The motions do not spell out exactly how the Church's free exercise of its religion has been harmed by the Court's adoption of neutral principles, and given the difficulties just referenced, that is not a surprise. But there are other inconsistencies with the argument. For instance, the Church adopted its Dennis Canon in response to the United States Supreme Court's endorsement of neutral principles in the case of Jones v. Wolf in 1979. So how can it say with a straight face that ever since it has been relying on the older deference standard?
The failure of the briefs to specify just how the decision harms the Church's ability freely to exercise its religion is probably fatal to their chances of success. Making just the claim of "infringement" is not enough, but as usual, the Church simply wants its case to be presumed.
The subsidiary arguments are also not well taken. In the Fort Worth case, Judge Chupp applied the deference standard, not neutral principles, in ruling that the pseudo-Diocese was entitled to the name and all the assets of Bishop Iker's Diocese. Asking the Court to preserve part of that ruling, when the Court has announced that the deference standard is no longer applicable, makes no sense.
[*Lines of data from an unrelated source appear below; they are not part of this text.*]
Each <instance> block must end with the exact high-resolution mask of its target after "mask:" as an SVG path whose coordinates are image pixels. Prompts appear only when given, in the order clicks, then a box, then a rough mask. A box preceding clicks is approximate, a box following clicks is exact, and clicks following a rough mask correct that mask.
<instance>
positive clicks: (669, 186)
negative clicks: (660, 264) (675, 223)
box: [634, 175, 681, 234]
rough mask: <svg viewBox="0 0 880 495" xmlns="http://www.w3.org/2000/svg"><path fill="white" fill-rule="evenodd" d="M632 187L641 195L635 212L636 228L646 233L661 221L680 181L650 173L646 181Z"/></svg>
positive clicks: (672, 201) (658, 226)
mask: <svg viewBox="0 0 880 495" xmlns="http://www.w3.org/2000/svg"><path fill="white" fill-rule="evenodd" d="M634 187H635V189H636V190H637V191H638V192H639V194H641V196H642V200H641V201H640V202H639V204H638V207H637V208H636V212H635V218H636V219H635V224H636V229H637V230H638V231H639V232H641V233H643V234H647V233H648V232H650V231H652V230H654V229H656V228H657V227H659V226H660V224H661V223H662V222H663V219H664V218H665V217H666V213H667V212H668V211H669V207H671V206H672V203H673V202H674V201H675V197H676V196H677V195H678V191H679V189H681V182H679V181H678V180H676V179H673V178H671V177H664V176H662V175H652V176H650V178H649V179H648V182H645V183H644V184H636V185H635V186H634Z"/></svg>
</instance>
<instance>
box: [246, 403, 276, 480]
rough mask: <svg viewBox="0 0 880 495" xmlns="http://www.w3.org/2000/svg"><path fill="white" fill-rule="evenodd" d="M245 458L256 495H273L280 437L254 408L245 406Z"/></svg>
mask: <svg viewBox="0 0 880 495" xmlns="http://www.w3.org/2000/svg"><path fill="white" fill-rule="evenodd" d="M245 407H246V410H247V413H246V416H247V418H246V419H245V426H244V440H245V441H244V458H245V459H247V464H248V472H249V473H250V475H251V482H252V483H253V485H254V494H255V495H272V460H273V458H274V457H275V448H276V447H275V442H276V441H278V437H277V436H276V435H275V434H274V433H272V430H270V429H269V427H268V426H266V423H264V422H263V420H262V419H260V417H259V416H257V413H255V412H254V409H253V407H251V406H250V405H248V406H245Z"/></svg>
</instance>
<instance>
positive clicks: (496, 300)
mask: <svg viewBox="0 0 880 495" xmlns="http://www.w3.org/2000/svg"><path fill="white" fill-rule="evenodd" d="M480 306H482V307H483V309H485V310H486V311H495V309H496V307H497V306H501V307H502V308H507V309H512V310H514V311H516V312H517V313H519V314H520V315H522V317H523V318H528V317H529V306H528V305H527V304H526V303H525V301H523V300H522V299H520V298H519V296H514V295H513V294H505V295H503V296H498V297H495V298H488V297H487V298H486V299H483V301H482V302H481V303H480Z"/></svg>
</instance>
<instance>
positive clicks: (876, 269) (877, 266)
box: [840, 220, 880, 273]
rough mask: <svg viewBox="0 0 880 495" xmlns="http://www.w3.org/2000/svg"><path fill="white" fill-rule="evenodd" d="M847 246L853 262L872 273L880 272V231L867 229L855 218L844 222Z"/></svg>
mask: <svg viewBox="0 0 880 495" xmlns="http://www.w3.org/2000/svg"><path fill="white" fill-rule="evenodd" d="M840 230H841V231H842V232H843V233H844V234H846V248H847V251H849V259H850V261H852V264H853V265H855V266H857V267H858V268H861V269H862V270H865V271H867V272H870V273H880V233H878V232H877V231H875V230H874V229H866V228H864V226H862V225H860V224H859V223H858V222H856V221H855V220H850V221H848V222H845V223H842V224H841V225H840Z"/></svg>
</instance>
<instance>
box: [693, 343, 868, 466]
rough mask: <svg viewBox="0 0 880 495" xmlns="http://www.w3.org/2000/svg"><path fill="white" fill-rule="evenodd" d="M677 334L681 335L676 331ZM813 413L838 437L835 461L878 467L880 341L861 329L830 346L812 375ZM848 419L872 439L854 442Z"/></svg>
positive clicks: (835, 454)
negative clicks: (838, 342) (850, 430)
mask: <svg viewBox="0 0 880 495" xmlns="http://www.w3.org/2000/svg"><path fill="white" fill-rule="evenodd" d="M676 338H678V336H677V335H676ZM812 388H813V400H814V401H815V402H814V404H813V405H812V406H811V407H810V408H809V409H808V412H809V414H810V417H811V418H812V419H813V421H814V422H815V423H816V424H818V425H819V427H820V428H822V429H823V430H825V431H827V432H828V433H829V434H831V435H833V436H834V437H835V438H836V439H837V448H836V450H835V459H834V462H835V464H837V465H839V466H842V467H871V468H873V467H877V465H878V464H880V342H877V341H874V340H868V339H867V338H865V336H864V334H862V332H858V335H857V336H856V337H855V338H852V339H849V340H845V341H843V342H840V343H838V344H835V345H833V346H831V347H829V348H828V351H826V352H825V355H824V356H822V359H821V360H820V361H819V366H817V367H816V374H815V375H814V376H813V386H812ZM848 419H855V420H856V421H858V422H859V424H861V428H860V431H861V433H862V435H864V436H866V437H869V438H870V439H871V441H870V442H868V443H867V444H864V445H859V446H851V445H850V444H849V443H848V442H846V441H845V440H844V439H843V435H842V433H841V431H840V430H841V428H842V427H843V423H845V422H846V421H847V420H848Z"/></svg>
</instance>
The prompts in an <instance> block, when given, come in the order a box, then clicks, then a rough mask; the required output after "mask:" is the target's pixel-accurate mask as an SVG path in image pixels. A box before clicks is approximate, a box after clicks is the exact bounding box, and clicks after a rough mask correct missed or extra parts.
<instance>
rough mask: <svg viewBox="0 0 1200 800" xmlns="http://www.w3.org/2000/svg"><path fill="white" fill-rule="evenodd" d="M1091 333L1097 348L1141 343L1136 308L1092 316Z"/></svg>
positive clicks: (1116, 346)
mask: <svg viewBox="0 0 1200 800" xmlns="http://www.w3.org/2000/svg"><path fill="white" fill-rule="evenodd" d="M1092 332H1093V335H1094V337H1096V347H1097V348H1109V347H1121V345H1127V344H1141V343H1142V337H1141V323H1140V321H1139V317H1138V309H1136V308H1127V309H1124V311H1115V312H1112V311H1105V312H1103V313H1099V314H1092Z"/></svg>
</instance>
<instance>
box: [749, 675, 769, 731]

As for the Diocese of Northwest Texas, it has little to complain about in the minimal guidance offered by the Supreme Cour to the trial court following remand. The law of Texas is what it is with regard to revocable trusts, and the Court did not break any new ground in what it opined. Moreover, there were four dissenters, out of the nine total on the Court. Who can say that the same lineup will recur if and when the case ever comes back to it?
The Court will not grant the motions without first asking the prevailing parties to file a response. But it does not have to ask for any response before deciding to deny the motions outright. So stay tuned -- I will update this post as soon as the Court does anything.
[UPDATE 10/24/2013: Early this morning, the Court updated its dockets in the two cases linked above to reflect the fact that it has requested Bishop Iker and the Church of the Good Shepherd to file responses to the motions for rehearing on or before November 7, 2013. So there will be no disposition of the motions before then, but probably shortly afterward.]